How bad was it? Stenhouse crashed on the first lap of the first race back and finished last.
He followed it with a 25th-place finish at the second Cup race at Darlington Raceway, then was 24th in the Coca-Cola 600. In three races, Stenhouse plummeted seven spots in the standings to 24th.
Stenhouse finally snapped out of it Thursday night in a second visit to Charlotte Motor Speedway with a fourth-place finish for his new JTG-Daugherty Racing team.
“It was just really good to just have a smooth race with really no issues,” Stenhouse said. “It was just huge to get a good run in and pass a lot of really good cars.”
Next up is Sunday's stop at Bristol Motor Speedway — the fifth Cup race since NASCAR resumed May 17 and a decent track for Stenhouse. His six-career top-10 finishes rank Bristol behind only Talladega Superspeedway at tracks where Stenhouse has delivered.
This is Stenhouse's first season at JTG but he surrounded himself with familiar faces from his Roush Fenway Racing tenure that include longtime crew chief Brian Pattie. The duo is making the transition from racing in a Ford to a Chevrolet now and preparing for events that don't include practice or qualifying.
As NASCAR tries to make up eight postponed points races the schedule has been condensed into one-day shows, and teams don't have two or more practice sessions to dial-in a setup. Stenhouse and Chris Buescher essentially swapped rides at the end of 2019, and Buescher's old notes from Bristol are at their disposal.
“Our setups, looking at what we normally run versus what they ran here, are pretty similar, so I feel good about that,” Stenhouse said, adding that he's quickly getting comfortable in the Camaro and NASCAR current aerodynamic package.
“The feel that I have in this race car is better than any of the feel that I had in my Cup cars over my career so far,” he said. "I’m looking forward to getting to Bristol knowing that we’ve had good runs there. We’ve had chances to win there. It would be nice to be able to get up and go lead some laps, and contend for a win there as well.”
What to watch at Bristol:
Matt DiBendetto was told he was out at Leavine Family Racing days before last August's race at Bristol. He worked through his disappointment to lead 93 laps and finish a career-best second.

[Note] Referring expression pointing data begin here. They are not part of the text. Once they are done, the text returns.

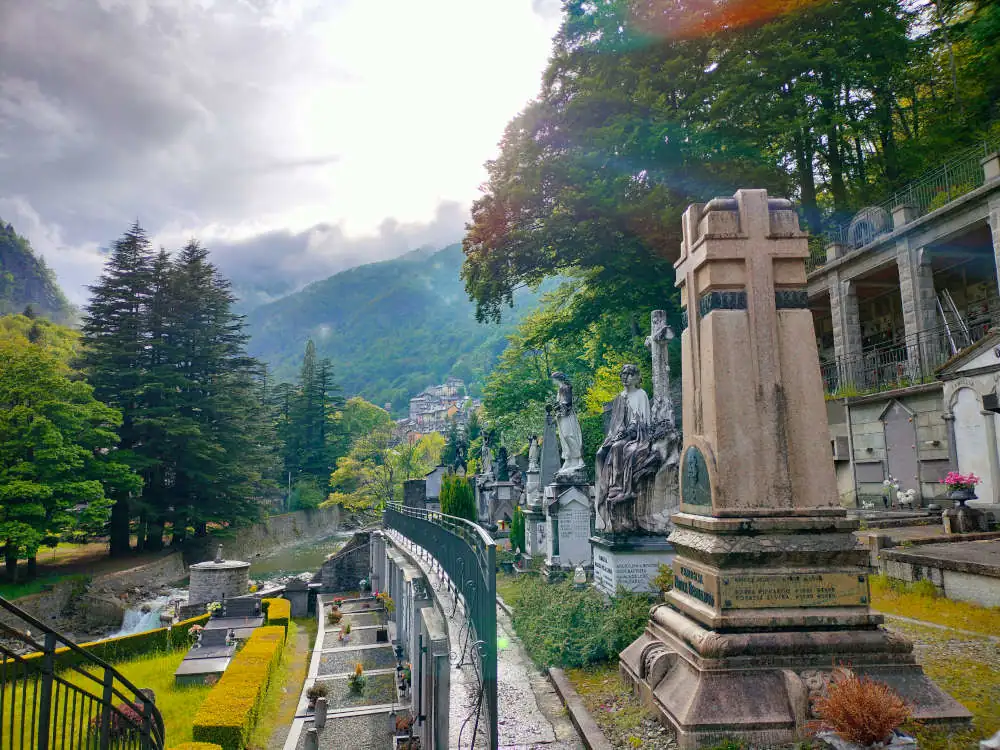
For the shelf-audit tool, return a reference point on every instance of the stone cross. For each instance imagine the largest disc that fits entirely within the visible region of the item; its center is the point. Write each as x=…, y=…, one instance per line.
x=753, y=391
x=662, y=406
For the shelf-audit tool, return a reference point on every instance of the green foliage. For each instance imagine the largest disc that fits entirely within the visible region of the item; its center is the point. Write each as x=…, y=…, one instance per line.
x=162, y=344
x=57, y=467
x=517, y=530
x=372, y=474
x=26, y=281
x=457, y=498
x=391, y=327
x=566, y=627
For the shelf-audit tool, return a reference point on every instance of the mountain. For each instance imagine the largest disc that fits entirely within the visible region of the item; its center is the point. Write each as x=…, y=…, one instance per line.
x=26, y=280
x=391, y=328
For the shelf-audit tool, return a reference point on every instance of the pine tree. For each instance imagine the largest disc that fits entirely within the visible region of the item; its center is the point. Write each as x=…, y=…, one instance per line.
x=114, y=353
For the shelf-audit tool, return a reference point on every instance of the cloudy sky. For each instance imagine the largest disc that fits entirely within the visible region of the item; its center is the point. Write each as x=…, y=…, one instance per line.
x=293, y=137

It was a life-changing week for DiBenedetto, who impressed the NASCAR community with his resolve. Paul Menard took it one step further by telling his Wood Brothers Racing team he was retiring at the end of the year and they should hire DiBenedetto.
DiBenedetto got the ride that puts him under the Team Penske umbrella and has been decent this year. He finished second at Las Vegas in the second race of the season and led 10 laps Thursday night at Charlotte.

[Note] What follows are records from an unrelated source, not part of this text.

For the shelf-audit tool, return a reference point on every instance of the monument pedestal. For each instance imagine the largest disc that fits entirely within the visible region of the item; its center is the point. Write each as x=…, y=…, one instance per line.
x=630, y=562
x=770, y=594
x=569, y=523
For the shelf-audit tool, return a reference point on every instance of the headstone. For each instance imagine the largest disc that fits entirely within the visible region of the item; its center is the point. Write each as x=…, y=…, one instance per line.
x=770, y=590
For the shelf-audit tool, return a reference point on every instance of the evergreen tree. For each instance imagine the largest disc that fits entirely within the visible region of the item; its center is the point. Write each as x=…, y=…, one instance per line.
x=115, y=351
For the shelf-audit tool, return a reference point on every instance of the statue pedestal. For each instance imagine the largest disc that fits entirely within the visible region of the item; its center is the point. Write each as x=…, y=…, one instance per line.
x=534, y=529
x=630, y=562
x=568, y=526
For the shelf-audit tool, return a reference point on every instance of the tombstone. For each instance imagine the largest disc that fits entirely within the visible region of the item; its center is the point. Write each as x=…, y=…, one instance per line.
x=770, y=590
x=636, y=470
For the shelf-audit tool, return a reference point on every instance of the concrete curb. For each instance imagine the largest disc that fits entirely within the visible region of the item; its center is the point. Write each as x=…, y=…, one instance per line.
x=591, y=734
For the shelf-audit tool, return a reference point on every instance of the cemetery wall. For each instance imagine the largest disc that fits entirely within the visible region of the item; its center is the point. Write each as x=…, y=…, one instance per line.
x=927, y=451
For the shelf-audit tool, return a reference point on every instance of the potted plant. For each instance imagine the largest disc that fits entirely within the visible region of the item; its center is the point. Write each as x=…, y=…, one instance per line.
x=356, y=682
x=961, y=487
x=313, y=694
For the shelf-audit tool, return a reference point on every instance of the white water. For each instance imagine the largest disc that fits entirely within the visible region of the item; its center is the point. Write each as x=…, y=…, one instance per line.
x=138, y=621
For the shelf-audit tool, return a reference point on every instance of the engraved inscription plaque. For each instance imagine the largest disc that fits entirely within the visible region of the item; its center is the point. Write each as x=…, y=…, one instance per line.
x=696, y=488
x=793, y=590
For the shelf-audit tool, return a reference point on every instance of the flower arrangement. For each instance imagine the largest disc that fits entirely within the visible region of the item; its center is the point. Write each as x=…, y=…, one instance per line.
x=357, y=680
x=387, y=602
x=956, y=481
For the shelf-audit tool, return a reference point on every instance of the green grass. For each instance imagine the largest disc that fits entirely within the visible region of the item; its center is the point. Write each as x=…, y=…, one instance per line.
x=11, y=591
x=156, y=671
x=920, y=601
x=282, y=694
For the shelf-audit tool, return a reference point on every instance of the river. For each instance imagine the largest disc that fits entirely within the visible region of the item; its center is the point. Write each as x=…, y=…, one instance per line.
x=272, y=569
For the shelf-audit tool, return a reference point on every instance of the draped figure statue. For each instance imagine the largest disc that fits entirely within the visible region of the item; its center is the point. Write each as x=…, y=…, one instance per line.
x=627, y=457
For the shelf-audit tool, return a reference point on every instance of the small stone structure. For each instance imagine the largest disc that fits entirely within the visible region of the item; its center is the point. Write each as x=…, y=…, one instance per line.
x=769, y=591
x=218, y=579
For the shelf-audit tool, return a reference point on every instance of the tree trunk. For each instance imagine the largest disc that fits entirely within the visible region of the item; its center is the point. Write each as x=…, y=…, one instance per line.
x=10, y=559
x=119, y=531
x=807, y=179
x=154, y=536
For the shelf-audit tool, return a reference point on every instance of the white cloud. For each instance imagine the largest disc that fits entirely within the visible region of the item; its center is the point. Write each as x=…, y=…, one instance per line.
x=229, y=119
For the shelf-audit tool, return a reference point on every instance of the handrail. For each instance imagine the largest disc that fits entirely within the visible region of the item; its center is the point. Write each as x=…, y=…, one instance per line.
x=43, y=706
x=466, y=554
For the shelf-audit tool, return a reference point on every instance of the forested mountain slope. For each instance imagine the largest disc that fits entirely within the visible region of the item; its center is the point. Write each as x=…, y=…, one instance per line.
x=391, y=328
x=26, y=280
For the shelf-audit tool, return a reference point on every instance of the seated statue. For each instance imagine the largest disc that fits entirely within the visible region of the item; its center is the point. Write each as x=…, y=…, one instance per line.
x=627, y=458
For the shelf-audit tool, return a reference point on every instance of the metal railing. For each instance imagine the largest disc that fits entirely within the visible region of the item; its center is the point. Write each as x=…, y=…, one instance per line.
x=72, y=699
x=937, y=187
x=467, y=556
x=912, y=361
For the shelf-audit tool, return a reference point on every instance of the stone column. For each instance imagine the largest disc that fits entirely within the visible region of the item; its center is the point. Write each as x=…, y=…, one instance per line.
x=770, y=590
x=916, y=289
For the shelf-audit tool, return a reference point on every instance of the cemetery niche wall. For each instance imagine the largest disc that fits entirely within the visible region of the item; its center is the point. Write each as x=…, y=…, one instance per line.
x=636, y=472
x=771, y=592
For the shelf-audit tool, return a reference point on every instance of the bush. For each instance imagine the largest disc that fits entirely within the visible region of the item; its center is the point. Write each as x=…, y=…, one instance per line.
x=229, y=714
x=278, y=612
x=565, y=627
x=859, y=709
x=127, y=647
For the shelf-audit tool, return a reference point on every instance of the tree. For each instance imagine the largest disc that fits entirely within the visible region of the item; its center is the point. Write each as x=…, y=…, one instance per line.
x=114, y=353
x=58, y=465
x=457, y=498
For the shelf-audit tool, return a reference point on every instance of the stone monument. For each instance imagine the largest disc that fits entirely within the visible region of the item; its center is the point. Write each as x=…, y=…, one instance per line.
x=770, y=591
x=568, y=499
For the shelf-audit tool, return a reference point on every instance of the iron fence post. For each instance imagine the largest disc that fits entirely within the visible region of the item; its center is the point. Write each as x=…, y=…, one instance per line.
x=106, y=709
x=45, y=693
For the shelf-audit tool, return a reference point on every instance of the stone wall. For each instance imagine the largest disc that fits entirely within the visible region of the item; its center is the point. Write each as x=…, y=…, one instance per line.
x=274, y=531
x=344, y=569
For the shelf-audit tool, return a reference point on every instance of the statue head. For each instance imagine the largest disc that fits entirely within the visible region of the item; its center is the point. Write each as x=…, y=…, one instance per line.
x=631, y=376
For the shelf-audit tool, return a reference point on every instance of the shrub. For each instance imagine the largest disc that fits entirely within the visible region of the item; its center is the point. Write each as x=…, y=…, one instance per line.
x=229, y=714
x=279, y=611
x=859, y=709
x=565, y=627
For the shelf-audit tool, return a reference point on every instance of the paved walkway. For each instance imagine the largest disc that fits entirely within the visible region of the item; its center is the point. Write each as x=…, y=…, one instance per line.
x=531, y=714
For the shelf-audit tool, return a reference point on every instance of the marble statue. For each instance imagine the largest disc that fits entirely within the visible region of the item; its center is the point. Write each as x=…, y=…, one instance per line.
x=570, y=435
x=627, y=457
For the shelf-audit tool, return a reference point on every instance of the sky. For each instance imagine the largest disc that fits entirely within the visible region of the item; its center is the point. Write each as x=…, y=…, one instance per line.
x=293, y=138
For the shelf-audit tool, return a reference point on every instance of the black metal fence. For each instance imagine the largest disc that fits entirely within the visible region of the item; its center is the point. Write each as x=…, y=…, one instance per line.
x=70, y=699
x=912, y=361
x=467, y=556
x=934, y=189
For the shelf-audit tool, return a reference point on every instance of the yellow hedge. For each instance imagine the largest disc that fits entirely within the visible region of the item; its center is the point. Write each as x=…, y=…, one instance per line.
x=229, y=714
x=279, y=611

He's ranked 11th in the standings.
“I’m excited about how good of a team we have and resources and teammates and you name it," he said. “We’ve shown if we hit it or we’re close, we can be up front at any of these races. We’re not in our rhythm yet, but we will be. I have no doubt about that.”
KESELOWSKI AGAIN ON THE POLE
The field was set by a random draw and Brad Keselowski again got the lucky pull for the pole. He will start first for the second time in five races.

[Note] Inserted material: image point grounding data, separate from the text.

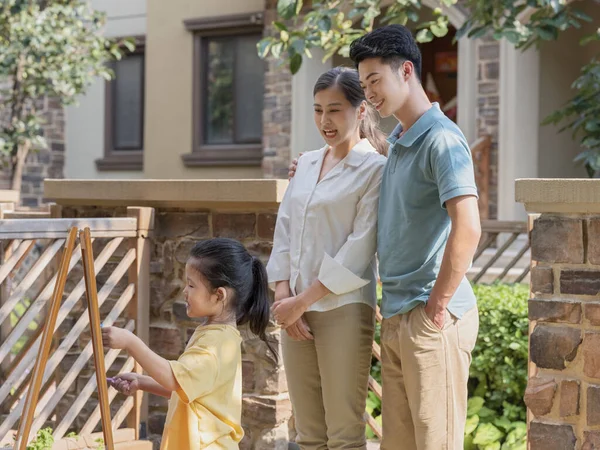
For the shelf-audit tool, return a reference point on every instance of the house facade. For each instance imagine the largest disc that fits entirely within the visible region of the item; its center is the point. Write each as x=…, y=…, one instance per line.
x=194, y=100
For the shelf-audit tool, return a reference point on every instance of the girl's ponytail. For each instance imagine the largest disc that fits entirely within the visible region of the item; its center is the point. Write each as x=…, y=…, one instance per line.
x=256, y=309
x=226, y=263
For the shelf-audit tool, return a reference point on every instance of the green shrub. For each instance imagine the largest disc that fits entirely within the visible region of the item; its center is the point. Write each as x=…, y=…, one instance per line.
x=499, y=367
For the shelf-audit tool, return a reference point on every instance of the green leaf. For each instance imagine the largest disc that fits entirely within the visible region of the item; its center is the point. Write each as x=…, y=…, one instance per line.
x=580, y=15
x=280, y=26
x=471, y=424
x=295, y=63
x=276, y=50
x=297, y=45
x=478, y=32
x=439, y=30
x=263, y=46
x=424, y=36
x=474, y=405
x=487, y=434
x=324, y=24
x=286, y=9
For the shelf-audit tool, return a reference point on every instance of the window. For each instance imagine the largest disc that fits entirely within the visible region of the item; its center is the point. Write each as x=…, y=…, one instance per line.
x=124, y=114
x=228, y=92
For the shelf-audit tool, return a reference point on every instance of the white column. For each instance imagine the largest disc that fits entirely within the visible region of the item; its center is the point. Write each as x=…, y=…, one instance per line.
x=304, y=134
x=518, y=125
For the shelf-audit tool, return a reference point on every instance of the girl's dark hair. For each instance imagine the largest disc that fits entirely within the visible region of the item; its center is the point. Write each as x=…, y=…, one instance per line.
x=347, y=81
x=226, y=263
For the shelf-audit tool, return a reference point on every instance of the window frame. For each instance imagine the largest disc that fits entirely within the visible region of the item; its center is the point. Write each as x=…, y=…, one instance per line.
x=114, y=159
x=235, y=154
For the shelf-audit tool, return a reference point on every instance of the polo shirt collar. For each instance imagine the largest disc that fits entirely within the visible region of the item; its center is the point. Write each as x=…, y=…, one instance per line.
x=420, y=127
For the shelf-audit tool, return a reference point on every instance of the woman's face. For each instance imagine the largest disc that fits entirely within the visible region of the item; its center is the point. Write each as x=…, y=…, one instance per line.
x=335, y=117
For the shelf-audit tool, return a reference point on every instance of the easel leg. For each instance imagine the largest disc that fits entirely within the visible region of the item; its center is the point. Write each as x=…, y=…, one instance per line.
x=94, y=312
x=42, y=357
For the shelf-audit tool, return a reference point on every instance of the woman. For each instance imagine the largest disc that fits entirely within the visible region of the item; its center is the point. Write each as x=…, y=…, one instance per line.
x=323, y=267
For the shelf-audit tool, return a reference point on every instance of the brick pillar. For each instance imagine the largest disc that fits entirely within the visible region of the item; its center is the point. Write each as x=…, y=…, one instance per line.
x=277, y=111
x=488, y=56
x=41, y=163
x=563, y=391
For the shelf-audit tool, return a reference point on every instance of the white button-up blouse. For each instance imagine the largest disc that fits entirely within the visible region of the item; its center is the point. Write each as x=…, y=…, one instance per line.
x=327, y=230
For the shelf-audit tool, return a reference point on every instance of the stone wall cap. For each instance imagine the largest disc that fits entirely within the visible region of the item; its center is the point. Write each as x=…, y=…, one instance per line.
x=167, y=193
x=9, y=196
x=559, y=195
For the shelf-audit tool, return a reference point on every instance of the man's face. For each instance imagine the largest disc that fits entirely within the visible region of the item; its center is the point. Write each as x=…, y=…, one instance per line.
x=385, y=88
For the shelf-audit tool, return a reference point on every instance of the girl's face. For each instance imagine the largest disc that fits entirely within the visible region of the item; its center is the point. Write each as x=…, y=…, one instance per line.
x=200, y=299
x=335, y=117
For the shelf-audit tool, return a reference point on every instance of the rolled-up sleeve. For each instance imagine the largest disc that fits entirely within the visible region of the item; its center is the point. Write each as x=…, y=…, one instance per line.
x=452, y=167
x=278, y=267
x=342, y=273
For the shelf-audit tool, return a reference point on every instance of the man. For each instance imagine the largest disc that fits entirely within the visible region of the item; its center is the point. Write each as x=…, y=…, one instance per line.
x=428, y=231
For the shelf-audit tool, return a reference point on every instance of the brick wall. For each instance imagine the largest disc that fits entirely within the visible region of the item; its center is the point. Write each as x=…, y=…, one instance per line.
x=488, y=87
x=43, y=162
x=277, y=112
x=563, y=393
x=266, y=406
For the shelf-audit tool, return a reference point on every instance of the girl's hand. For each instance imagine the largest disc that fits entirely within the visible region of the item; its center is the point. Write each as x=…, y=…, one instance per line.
x=113, y=337
x=300, y=331
x=126, y=383
x=288, y=311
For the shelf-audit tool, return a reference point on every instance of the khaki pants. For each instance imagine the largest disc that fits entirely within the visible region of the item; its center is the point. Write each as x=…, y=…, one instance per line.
x=328, y=377
x=425, y=372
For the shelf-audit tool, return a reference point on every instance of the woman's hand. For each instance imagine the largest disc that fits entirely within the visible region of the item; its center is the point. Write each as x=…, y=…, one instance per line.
x=289, y=310
x=299, y=331
x=114, y=337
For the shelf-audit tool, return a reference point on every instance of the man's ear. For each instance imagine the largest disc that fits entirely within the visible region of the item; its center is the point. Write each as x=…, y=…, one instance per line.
x=222, y=294
x=406, y=70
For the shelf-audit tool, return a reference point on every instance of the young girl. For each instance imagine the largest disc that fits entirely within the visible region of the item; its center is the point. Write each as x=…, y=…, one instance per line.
x=229, y=287
x=323, y=265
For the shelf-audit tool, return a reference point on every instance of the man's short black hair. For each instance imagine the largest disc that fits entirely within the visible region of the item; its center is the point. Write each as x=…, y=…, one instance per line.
x=394, y=44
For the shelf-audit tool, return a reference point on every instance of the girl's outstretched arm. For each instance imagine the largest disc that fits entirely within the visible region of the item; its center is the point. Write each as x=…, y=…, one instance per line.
x=130, y=383
x=156, y=366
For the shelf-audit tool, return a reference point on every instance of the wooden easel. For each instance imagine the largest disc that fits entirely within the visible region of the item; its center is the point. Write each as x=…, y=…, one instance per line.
x=49, y=325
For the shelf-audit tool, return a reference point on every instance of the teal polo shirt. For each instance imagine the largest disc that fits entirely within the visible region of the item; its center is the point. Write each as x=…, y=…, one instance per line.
x=427, y=166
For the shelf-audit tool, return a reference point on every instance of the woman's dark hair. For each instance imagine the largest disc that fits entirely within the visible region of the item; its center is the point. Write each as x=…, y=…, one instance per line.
x=394, y=44
x=226, y=263
x=347, y=81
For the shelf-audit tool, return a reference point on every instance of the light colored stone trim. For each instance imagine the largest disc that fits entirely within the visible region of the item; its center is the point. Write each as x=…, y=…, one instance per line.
x=8, y=196
x=555, y=195
x=518, y=129
x=213, y=194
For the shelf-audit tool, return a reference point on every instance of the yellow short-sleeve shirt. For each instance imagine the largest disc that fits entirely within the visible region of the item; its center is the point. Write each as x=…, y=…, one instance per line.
x=206, y=412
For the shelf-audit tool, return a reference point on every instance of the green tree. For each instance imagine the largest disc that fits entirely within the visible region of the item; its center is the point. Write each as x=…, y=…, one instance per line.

It was a strong lottery for Team Penske, which got all three of its drivers in the first two rows. Joey Logano will start second and Ryan Blaney third.
Blaney cruises into Bristol riding back-to-back third-place finishes scored at Charlotte.
“These past two races I’ve been really proud of everyone’s effort,” Blaney said. “I think we were close, we’ve just got to find a little bit of speed here and there to go out and really dominate races.”